Pratt provided the final chapter to this Festschrift for Charles Hauser, Jr. published by Central Baptist Theological Seminary. I found the arguments presented later in the chapter more persuasive than the arguments presented in the beginning of the chapter. His argument that texts like 1 Thessalonians 5 and Revelation 3:10 promise that God will spare his people from going through the period of time in which the final day of the Lord judgment is poured out on the earth is convincing. Likewise, Pratt makes a convincing case from the immanency of Christ’s return.
Pratt begins his chapter by arguing that John 14:1-3; 2 Thessalonians 2:6-7; Revelation 12:5 support a pretribulational rapture. These arguments are shakier. John 14:1-3 fits well within a pretribulation rapture scheme, but it is difficult to prove the pretribulation rapture from this text because doing so requires the having already established particular interpretations of related texts.
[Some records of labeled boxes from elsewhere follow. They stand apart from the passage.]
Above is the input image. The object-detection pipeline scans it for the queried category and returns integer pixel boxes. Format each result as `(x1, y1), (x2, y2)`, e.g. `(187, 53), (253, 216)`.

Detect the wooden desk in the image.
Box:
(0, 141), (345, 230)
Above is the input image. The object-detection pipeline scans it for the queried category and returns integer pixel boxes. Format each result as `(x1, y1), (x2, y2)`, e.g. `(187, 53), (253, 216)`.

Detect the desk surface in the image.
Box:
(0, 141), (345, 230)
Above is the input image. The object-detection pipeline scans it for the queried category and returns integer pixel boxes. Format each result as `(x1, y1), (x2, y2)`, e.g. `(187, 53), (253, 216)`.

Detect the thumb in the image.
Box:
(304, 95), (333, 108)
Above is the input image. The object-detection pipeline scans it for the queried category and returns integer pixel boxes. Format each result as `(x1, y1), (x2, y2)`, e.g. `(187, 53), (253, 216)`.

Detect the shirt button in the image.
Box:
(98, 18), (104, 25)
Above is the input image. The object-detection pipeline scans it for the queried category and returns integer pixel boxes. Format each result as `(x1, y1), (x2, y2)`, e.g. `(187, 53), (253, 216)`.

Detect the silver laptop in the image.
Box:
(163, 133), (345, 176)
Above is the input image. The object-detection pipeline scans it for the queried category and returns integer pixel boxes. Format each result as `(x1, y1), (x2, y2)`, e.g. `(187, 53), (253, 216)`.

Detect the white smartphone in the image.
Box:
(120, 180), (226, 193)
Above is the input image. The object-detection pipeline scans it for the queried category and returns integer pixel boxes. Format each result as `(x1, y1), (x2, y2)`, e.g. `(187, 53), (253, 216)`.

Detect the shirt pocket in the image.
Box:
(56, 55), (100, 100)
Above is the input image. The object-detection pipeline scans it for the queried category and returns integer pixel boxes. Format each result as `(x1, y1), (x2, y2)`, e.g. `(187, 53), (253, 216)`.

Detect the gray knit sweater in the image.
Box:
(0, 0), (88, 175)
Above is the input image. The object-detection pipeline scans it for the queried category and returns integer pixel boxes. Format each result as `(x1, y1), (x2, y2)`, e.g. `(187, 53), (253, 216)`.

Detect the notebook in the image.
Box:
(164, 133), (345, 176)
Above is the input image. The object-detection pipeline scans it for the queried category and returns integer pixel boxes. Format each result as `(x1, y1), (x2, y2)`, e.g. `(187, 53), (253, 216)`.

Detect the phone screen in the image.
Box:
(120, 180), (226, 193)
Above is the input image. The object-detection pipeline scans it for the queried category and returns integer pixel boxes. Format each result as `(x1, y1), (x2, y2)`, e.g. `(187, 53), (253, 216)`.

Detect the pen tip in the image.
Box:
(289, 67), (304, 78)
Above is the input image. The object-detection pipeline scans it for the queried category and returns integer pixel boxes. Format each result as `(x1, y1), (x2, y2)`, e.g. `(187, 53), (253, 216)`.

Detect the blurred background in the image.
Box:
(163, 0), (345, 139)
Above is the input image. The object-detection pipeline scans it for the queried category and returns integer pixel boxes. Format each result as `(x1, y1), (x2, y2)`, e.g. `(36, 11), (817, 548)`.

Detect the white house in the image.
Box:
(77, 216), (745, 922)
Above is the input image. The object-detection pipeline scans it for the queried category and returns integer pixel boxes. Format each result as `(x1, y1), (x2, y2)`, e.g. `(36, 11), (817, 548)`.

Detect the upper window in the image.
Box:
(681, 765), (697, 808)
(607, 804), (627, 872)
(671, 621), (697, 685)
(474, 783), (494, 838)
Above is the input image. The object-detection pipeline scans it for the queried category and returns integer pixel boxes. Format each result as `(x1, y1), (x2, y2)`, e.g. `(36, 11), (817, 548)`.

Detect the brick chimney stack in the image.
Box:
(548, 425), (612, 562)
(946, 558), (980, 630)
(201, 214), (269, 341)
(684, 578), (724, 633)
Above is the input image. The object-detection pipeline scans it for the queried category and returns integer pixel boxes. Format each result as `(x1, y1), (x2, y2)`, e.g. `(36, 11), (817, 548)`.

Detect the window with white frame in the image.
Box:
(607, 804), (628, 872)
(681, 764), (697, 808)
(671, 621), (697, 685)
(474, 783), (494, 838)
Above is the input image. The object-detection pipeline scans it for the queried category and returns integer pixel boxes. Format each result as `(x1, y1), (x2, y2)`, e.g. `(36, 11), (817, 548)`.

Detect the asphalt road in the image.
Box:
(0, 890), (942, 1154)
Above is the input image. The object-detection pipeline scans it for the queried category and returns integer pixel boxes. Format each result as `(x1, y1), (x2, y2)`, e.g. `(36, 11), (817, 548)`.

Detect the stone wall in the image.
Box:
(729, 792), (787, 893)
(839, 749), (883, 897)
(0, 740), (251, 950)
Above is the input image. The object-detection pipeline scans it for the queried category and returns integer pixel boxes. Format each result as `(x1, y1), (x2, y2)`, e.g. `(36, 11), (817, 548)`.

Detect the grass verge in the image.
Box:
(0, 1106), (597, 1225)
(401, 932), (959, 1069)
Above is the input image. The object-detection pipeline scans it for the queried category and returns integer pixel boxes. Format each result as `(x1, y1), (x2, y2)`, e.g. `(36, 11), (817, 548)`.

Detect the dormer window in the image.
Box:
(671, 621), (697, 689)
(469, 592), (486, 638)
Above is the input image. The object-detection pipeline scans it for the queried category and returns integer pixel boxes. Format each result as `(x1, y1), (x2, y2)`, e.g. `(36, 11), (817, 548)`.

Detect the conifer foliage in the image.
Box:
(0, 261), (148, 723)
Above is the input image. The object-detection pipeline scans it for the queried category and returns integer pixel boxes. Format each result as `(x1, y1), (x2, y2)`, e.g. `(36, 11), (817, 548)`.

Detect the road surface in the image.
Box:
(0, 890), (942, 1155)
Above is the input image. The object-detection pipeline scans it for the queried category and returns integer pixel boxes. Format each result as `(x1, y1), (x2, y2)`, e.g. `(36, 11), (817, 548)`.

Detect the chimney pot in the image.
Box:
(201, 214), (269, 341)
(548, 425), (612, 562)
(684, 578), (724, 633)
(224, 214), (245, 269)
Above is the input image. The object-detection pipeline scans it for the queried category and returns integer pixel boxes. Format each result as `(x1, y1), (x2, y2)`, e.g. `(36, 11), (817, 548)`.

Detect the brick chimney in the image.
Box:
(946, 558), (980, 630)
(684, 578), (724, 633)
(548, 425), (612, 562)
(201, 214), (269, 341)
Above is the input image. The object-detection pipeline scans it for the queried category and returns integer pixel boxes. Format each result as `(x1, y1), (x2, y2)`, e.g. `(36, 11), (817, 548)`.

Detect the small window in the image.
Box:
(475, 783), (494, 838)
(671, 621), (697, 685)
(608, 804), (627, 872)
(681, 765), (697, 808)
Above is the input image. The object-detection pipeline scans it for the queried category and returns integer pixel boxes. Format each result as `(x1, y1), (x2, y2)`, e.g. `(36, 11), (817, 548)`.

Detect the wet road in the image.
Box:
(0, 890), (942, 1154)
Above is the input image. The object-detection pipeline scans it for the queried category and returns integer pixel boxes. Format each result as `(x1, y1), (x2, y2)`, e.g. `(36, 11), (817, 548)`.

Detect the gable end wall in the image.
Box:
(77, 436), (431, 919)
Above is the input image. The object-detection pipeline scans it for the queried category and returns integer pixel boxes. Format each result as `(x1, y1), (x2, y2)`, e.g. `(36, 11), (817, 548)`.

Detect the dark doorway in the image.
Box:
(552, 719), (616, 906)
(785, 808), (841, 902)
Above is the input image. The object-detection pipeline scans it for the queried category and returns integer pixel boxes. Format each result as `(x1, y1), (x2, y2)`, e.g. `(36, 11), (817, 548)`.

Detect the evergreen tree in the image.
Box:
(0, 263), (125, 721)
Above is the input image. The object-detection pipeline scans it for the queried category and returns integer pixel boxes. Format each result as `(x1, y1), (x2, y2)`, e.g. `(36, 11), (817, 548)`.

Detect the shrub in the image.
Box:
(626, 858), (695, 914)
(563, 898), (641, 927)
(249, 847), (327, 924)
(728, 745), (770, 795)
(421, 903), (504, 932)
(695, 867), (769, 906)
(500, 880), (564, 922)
The argument from 2 Thessalonians 2 is even less compelling. Even granting that the restrainer is the Spirit, how does the rapture of the church remove him from earth? The Spirit is omnipresent. A further step in the argument is needed such that the Spirit working in and through the church is the restrainer. But it is not clear that such an argument could be mounted from the text. Nor do I find Darby’s interpretation of Revelation 12 plausible. I don’t find any of the proposed double referents convincing. The dragon refers to Satan, not the nations. The woman refers to Israel, not to Mary. And the male child refers to Christ, not to the church.
Pratt does mount a convincing argument for the pretribulational position in this chapter, but it is burdened, in my view, by some accompanying less-than-convincing arguments.